Service Template

Availability

  • Who is allowed to use this service (Internal to the group, Everyone in the college, Multiple colleges, Entire University, Global)?

Life cycle

  • Living will - What happens when funding or support is removed for this service (data will be safely exported, data will be archived, VM will be archived, What will the recovery cost be for extracting data, will we allow users to export their own data for a period of time)?
  • OS patching frequency - How often will we update the underlying OS/OVA/Appliance/Firmware? Ideas: We will run on a 10 day lag, As soon as available, Next possible maintenance window. Who will do this?
  • Application updates - How often will we update the application providing the service. Ideas: We will run on a 10 day lag, As soon as available, Next possible maintenance window.

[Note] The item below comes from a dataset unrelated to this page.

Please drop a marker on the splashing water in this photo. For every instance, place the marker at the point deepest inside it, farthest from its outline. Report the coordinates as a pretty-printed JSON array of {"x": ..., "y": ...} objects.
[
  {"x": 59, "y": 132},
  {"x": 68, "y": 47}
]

Who will do this?
  • Sunset plan - How and when will we re-evaluate the service.

Dependencies

  • What equipment/services are required for this service to function
  • Are there significant services that are dependent on this service

Workflows

Service requests

  • Operational requests that should be able to be completed by anyone with access rights
  • Easy and quick
  • Completed in under an hour
  • Should occur relatively often
  • How should some one enter a service request

Change requests

  • Significant changes to the service
  • May require SME level knowledge
  • Long time to completion
  • May require restricted priviledges

Uptime

  • What time will the service be available (e.x. business hours, 4am to midnight)

Maintenance

Announcements

  • How will we go about notifying users of the service about routine maintenance (e.x. we will notify users of any outage 48 hours in advance)
  • Outage communications (e.x. we will send out an outage notification within 1 hour of the start of an outage, Additionally our monitoring will automatically update our status page.)

Update policy

  • Not sure what I meant by this as it was covered in the life cycle section.

SLA

  • Time to resolution on service request and change request (e.x. We will triage all requests with in 1 hour. All standard service request will be processed in under 8 business hours
  • Service survivability and recovery
    • Service survivability
      • How precarious is this service
      • e.x. The service is based out of the Pullman Campus in the Primary data center facility. If there is any disruption to this facility then the service will be unavailable.
      • e.x. The service is based on a distributed architecture with intelligent load balancing technology to allow for significant outages without causing an outage.
    • Service Recovery
      • If the underlying services are not able to be repaired what is the recovery plan.
      • e.x. We will reimplement the service using off-premise equipment and retrieve data from our backup solution
  • How will this service be monitored
    • What steps will be taken to assure the SLA and other items in this documentation.
    • e.x. We will use UptimeRobot and Boson to monitor health metrics originating from the underlying equipment to provide real-time information to our alerting systems.

Data access policy

  • Under what circumstances can CIT look at this data
  • e.x. CIT will not access any data belonging to customers without explicit permission from the data/service owner. This may delay troubleshooting activities while permission is sought. CIT is allowed to access and review metadata about the data/service to try and aid in rapid recovery. If there is a case not covered here the decision will fall in favour of the data owner.

Data stewardship

  • Back up
    • What will we do for backups?
    • e.x. We will use our standard backup system to take system level backups of the underlying OS.
    • e.x. We will backup the code repositories and database independently on a daily basis. This will allow us the ability to reconstitute the service on another platform within 4 hours.
  • Retention
    • How long will we keep the data?
    • e.x. We will utilize our standard backup schedule. You can refer to insert link here to find out our backup standards.
  • Survivability
    • What is the survivability of our data backup.
    • e.x. Please refer to insert link here for our data survivability standards
    • e.x. We will utilize our off campus backup facility for this service. This will allow for data survivability in the case of the loss of the Pullman campus.

Appropriate use policy

  • What is appropriate use of this service? What is not?
  • e.x. This service is meant to be used according to standard practices and should not be viewed as a space to do a horrible thing that no one in their right mind would ever want to do.
  • e.x. Don’t put 10 TB of incompressible bin files in gitlab

Budget

  • TCA
    • Try to understand what the cost of this service may be. It would be appropriate to use an excel spreadsheet to help with this.
    • You should take into account the whole lifecycle of the service from standup to complete removal and archival of the data. You can say that this will be reimplemented using current best practices.
    • Do try to account for the following phases of the life cycle: implementation, running cost, de-provisioning.
  • Recovery
    • Will the cost of this service be able to be recovered. This should be reconsidered if there is ever a change in scope of the service offering.
    • e.x. We will recover the cost of service via a per repository charge of $x. This will provide for ongoing maintenance and expansion of required equipment.